Le souvenir le plus émouvant du SIDA : “Beaucoup de médecins disaient : je ne travaille pas pour des pédés et des drogués.”

2023-12-14 23:38:19

Mis à jour

Anthony Passeron raconte dans l’émouvant “Les Fils Perdus” l’histoire des premiers malades de l’épidémie à travers la mémoire de son oncle

Daniel Meyers, malade du SIDA, aidé par sa mère à Seattle, en 1993.Bromberger AspirateurGetty

Traduit en quinze langues, multi-primé et en passe d’être adapté dans l’incontournable série pour plateformes, Les enfants endormispremier roman de Anthony Passeron (Niza, 1983), qui publie Libros del Asteroide en Espagne, est un phénomène éditorial. La clé du succès réside dans la combinaison synthétique, par chapitres alternés, de souvenirs familiaux chargés d’émotion (ils pleurent) avec la chronique du combat des chercheurs contre la maladie, qui se lit comme un livre au rythme effréné. thriller scientifique

La partie familiale commence lorsque Dsir, l’oncle de l’écrivain, contracte le VIH (Virus de l’Immunodéficience Humaine). à cause de sa dépendance à l’héroïne au début des années 80, alors que l’on ne savait encore rien de la maladie. En parallèle, nous avons découvert, étape par étape, qui étaient les scientifiques qui luttaient contre le Sida, face aux préjugés de l’époque, où la peste était minimisée en ciblant soi-disant uniquement les héroïnomanes et les homosexuels. “Beaucoup de médecins disaient : ‘Je ne travaille pas pour des pédés et des drogués’, en contradiction flagrante avec le serment d’Hippocrate. Et puis il y avait des positions dans ce sens de la part de politiciens comme Jean-Marie Le Pen ou Pape Jean-Paul IIqui n’approuvait pas l’utilisation du préservatif…”, se souvient Passeron lors d’une conversation avec ce journal.

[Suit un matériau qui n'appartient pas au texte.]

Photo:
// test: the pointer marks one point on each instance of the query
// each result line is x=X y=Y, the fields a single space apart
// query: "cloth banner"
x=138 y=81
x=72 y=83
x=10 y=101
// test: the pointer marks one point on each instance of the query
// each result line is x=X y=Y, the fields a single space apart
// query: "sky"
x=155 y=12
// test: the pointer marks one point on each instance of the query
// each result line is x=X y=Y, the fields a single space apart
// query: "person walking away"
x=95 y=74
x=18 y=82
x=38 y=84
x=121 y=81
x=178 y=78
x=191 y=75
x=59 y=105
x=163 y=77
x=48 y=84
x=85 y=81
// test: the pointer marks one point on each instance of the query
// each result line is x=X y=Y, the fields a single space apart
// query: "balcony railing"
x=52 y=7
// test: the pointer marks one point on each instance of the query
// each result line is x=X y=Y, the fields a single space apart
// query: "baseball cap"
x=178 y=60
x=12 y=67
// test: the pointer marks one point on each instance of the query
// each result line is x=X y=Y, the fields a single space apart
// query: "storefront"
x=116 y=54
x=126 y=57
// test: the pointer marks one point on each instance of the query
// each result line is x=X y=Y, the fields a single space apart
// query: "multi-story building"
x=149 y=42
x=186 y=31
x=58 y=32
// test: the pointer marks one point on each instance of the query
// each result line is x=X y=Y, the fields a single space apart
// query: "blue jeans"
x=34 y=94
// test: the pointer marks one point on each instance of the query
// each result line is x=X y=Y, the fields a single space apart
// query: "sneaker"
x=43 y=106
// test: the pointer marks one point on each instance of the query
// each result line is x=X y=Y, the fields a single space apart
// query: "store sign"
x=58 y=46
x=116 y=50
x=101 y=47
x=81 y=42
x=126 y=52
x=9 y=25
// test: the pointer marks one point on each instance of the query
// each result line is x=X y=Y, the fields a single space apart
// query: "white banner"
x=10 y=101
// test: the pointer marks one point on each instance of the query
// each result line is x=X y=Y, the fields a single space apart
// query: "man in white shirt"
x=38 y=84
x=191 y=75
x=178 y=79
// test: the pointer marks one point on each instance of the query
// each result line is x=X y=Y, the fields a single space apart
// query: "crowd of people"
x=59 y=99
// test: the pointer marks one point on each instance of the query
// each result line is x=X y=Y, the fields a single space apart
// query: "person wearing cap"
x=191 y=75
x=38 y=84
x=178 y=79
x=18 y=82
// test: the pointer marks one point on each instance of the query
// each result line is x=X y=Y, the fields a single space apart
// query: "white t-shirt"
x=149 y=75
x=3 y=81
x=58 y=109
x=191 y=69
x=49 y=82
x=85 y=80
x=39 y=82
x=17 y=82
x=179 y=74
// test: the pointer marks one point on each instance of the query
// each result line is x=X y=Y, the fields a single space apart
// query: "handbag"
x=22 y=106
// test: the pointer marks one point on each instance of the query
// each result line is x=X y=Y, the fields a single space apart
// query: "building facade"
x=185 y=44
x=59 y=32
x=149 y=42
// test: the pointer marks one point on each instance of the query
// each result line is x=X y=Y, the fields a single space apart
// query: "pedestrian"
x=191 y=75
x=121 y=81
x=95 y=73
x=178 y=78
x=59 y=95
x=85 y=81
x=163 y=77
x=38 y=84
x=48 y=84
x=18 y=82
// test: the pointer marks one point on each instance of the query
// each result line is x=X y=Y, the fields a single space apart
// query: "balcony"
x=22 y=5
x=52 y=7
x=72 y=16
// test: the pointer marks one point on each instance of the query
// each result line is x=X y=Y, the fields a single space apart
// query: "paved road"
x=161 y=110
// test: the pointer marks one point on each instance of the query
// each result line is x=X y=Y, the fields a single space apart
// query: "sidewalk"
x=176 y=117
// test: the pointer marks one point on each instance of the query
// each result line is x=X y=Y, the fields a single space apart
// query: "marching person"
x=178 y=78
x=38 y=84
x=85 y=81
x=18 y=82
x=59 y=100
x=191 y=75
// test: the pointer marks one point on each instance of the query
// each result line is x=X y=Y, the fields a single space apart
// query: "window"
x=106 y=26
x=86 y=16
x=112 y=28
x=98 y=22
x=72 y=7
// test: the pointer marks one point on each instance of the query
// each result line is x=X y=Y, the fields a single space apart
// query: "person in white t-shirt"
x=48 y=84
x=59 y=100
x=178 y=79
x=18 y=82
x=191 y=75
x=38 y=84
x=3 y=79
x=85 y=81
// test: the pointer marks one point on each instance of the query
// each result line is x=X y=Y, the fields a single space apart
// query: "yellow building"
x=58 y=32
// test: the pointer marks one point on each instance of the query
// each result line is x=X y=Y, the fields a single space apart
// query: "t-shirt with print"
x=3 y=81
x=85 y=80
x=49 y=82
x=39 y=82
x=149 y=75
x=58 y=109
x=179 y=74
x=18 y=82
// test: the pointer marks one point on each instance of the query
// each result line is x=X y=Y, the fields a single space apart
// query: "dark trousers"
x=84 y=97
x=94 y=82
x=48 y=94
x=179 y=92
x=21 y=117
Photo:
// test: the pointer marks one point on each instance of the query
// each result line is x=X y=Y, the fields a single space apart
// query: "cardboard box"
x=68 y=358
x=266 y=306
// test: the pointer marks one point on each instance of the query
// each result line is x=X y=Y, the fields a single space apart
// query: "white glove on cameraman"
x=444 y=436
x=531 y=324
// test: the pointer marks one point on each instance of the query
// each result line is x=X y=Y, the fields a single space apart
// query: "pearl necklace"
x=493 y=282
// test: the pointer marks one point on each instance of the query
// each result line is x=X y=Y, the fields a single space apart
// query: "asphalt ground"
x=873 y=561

Même si l’origine de l’épidémie, qui a déjà fait 40 millions de morts dans le monde, se situe en Afrique subsaharienne, dans les années 1920, les premiers signaux d’alarme retentissent le 5 juin 1981, lorsque Willy Rozenbaum, directeur de l’unité des maladies infectieuses de l’hôpital Claude-Bernard à Paris, droit dans un bulletin américain sur une pneumopathie rare détectée chez cinq hommes et je l’ai comparé à un cas que je connaissais. Il est intéressant de noter que les six hommes étaient homosexuels.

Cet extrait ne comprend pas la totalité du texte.